A fun IoT app using a Raspberry Pi + camera. The app detects motion from the h264 encoder with little CPU drain. A first snapshot is taken once the total motion in the video stream exceeds a certain threshold. A second snapshot is taken after the scene becomes static again. Finally, the second snapshot is analyzed. Thus, this Thing of the Internet is a (wonky) surveillance camera and a selfie-machine at the same time --however you want to view it. The purpose was to demo Azure IoT and cognitive services on top of building an image acquisition framework for the RPi.
The importance of (data) privacy grows daily, but having a NN talk about its observations might just be ok... Thus, snapshots get only persisted on the local file system. The gist of the second snapshot is extracted by Microsoft's computer vision API. This gist consists of tags, categories and a caption from the second snapshot. It is passed on to the cloud.
Next to the description and other features at the end of the scene, telemetry includes motion vectors for each frame during a scene. Learning gestures from this dataset would be even more fun! I wanted to try Azure's IoT Hub for data ingestion. All data mentioned above is forwarded via device-to-cloud-messages.

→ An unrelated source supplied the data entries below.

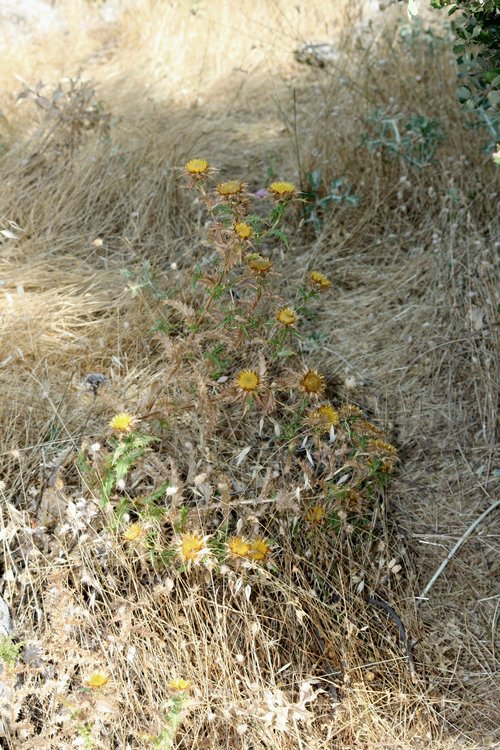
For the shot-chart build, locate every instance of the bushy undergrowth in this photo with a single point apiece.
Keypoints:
(194, 518)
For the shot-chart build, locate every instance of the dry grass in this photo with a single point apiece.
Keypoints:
(408, 334)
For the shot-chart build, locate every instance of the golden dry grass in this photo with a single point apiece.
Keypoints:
(408, 334)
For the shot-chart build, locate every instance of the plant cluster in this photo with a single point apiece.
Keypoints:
(476, 25)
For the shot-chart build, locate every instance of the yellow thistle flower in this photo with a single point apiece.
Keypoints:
(259, 264)
(380, 446)
(248, 381)
(123, 422)
(364, 427)
(312, 383)
(228, 189)
(282, 190)
(320, 281)
(316, 514)
(192, 548)
(349, 410)
(259, 549)
(239, 547)
(135, 531)
(325, 417)
(197, 167)
(178, 684)
(286, 316)
(97, 680)
(243, 230)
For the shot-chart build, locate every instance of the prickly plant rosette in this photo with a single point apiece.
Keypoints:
(243, 230)
(197, 168)
(248, 381)
(319, 281)
(287, 317)
(257, 263)
(312, 383)
(282, 191)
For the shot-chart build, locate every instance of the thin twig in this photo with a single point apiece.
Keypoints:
(454, 550)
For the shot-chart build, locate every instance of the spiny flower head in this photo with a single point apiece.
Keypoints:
(238, 546)
(228, 189)
(348, 411)
(324, 417)
(364, 427)
(192, 548)
(312, 383)
(178, 684)
(259, 549)
(134, 532)
(259, 264)
(248, 380)
(97, 680)
(243, 230)
(197, 167)
(282, 190)
(319, 281)
(123, 422)
(380, 446)
(286, 316)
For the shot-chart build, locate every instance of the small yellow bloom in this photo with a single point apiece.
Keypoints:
(243, 230)
(192, 547)
(349, 410)
(248, 381)
(135, 531)
(380, 446)
(325, 417)
(228, 189)
(320, 281)
(178, 684)
(312, 383)
(316, 514)
(259, 549)
(282, 190)
(286, 316)
(259, 264)
(97, 680)
(364, 427)
(197, 167)
(123, 422)
(239, 547)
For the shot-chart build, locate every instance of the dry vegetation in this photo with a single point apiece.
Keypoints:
(282, 647)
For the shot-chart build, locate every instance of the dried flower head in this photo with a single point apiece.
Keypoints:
(134, 532)
(348, 411)
(380, 446)
(243, 230)
(229, 189)
(282, 190)
(123, 422)
(286, 316)
(316, 514)
(94, 382)
(259, 549)
(319, 281)
(364, 427)
(312, 383)
(97, 680)
(248, 381)
(192, 548)
(325, 417)
(259, 264)
(178, 684)
(197, 167)
(239, 546)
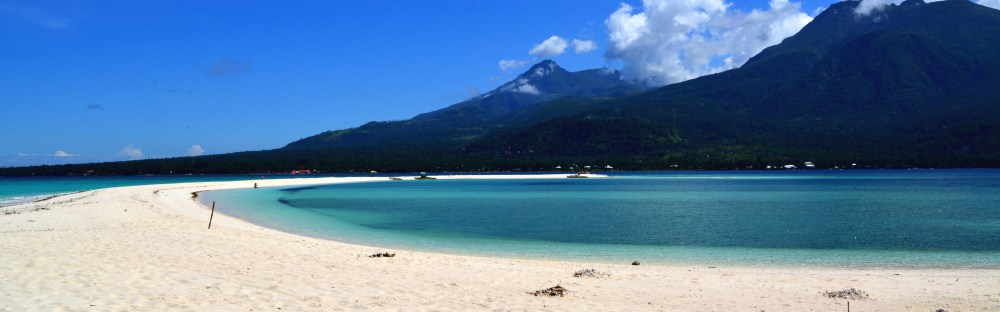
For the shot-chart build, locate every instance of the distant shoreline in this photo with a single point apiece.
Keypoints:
(147, 247)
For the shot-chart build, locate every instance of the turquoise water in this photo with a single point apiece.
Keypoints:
(14, 190)
(916, 218)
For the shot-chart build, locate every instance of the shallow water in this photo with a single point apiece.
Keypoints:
(14, 190)
(926, 218)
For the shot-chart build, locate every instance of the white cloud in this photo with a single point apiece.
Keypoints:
(506, 65)
(64, 154)
(670, 41)
(195, 150)
(990, 3)
(130, 152)
(584, 46)
(553, 46)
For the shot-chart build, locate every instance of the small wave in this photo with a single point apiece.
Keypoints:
(17, 200)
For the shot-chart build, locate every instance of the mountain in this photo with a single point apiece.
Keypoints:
(911, 85)
(507, 105)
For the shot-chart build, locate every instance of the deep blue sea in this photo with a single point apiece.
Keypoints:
(883, 218)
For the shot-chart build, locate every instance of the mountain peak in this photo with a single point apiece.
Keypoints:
(542, 69)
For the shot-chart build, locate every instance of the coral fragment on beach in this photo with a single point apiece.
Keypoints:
(551, 292)
(382, 255)
(848, 293)
(591, 273)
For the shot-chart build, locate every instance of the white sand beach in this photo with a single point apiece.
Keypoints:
(147, 248)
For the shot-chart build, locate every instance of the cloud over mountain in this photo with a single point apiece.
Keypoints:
(550, 47)
(668, 41)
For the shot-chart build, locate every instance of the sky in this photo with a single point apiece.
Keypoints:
(95, 81)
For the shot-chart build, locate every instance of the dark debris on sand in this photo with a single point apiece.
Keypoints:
(591, 273)
(551, 292)
(848, 293)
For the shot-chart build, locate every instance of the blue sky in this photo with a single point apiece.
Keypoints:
(84, 81)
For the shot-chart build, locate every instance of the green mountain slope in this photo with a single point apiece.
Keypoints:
(461, 123)
(912, 85)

I'm entering the living room from the left
The motion detector triggers the first snapshot to be stored on the RPi. At the same time, motion vector data from each video frame is forwarded to the cloud asynchronously.
caption: 'a man that is standing in the living room'
confidence: 0.1240666986256891
tags: 'floor', 'indoor', 'person', 'window', 'table', 'room', 'man', 'living', 'holding', 'young', 'black', 'standing', 'woman', 'dog', 'kitchen', 'remote', 'playing', 'white'
This is how the second snapshot is described by Azure's cognitive API. Fair enough... Unfortunately, the caption doesn't mention my awesome guitar performance. The description of the scene and meta-information like timestamps are dispatched whereas recording motion-data stops.
I leave the room after much applause 👏👏👏 (snapshot omitted)...
After no motion was detected for a set amount of time (0.75 secs in that case), another scene is analyzed.
Now it's just the the bare room
caption: 'a living room with hard wood floor'
confidence: 0.9247661343688557
tags: 'floor', 'indoor', 'room', 'living', 'table', 'building', 'window', 'wood', 'hard', 'wooden', 'sitting', 'television', 'black', 'furniture', 'kitchen', 'small', 'large', 'open', 'area', 'computer', 'view', 'home', 'white', 'modern', 'door', 'screen', 'desk', 'laptop', 'dog', 'refrigerator', 'bedroom'
This time, the description is pretty accurate (and confident).
- Setup an Azure IoT Hub and add the RPi as a device.
git clone https://github.com/ahirner/room-glimpse.git
- Create
credentials.py
in./creds
with the Azure Cognitive API key, the IoT device ID and a device connection string.
AZURE_COG_KEY= 'xxx'
AZURE_DEV_ID= 'yyy'
AZURE_DEV_CONNECTION_STRING='HostName=zzz.azure-devices.net;SharedAccessKeyName=zzz;SharedAccessKey=zzz='
- Install missing modules (
requirements.txt
tbd) - Start with
python3 room-glimpse.py
Only the HTTP API is used for now. The dedicated azure-iot-python SDK can control batching more effectively, use MQTT for less overhead but is not yet available via pip3 on Unix.
Configuration for the video stream, motion thresholds and cloud endpoints are in config.py
.
-
Of course, nothing prevents you from running/training your own version of a talking NN. In fact, this project is a vantage point to try pushing computing on the edge. Sam maintains a pip wheel to install TensorFlow on the little RPi. Pete Warden has done amazing work recently to trim down NNs in a principled way (e.g. quantization for fixed point math).
-
In general, make use of spare cores. Most of the time, the CPU idles at 15% (remember the h264 motion detection). So there is plenty of room left for beefier tasks on the edge.
-
Overlay motion vectors in a live web view (there is a 2D vector for each 16x16 macro block).